A comparison of gut microbiomes provides clues into GI symptoms in Sanfilippo

13 Sep 2024

A team of researchers and clinicians in Spain has studied if differences in the microorganisms that live in the digestive tract, known as the gut microbiome, can help to understand gastrointestinal (GI) symptoms in Sanfilippo.

GI disturbances are common in people with Sanfilippo, who can experience chronic or recurrent non-infectious diarrhoea and/or constipation. As noted in the Global Consensus Clinical Care Guidelines for Sanfilippo, GI symptoms are among the early signs of the disease and may also worsen behavioural symptoms, sleep disturbance, pain and distress. All of these symptoms affect quality of life for the affected individual and their family.

There are some known drivers of GI disturbances, including diet, infection or antibiotic treatment; but these alone cannot explain the GI symptoms and the variation seen between patients. A deeper understanding of why these symptoms develop, including the role of the gut microbiome, is needed.

In this study, the team explored why two 12- and 13-year-old siblings with Sanfilippo type A have different GI symptoms, with one experiencing recurrent diarrhoea. This is despite the siblings sharing the same Sanfilippo genetic variant and the same diet. Each sibling’s gut microbiome was compared, along with the gut microbiomes of four age-matched healthy volunteers on a restriction-free diet.

The children with Sanfilippo had higher fecal heparan sulfate (HS) levels than the healthy volunteers. HS is the complex sugar that builds up in the disease, so this result is expected. However, fecal HS levels differed between the siblings: the child with the worse GI symptoms had nearly double the concentration of HS in their stool.

By analysing the bacteria in the fecal matter, the researchers found a lower microbiome diversity in the siblings with Sanfilippo. There were also differences in the abundance of bacterial families between the siblings. The clearest difference was in one group of bacteria known as Bacteroides.
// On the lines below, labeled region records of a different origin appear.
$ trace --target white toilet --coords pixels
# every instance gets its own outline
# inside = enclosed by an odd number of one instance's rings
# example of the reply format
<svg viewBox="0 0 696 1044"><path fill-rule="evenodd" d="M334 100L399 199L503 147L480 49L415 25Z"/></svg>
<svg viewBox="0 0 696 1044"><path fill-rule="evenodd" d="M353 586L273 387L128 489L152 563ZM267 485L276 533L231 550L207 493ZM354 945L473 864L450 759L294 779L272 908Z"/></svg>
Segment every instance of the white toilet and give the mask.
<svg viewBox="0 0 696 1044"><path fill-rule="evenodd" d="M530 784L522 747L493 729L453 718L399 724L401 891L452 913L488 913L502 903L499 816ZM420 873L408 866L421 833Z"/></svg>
Interestingly, some Bacteroides bacteria can use HS as an energy source. The researchers found the sibling with worse GI symptoms had lower levels of Bacteroides bacteria and the bacterial genes required to break down HS.

The team reviewed the siblings’ current treatment regimes and found only the sibling with worse GI symptoms was prescribed an antipsychotic drug called levomepromazine. They exposed a type of Bacteroides bacteria to this drug and found bacterial growth was inhibited. They suggest the drug may contribute to the lowered Bacteroides levels, leading to more HS in the gut and worse GI symptoms in the sibling.

While this study only references the findings in one set of siblings and cannot be generalised to all people with Sanfilippo, it does highlight the need for further investigation into the microbiome and potential drug side effects in Sanfilippo syndrome. Prescriptions and their side effects should always be discussed with the child’s clinical team, with treatments modified only under medical supervision. 

Funding for the study included grants from  Fundación Mutua Madrileña, Instituto de Salud Carlos III and the European Union.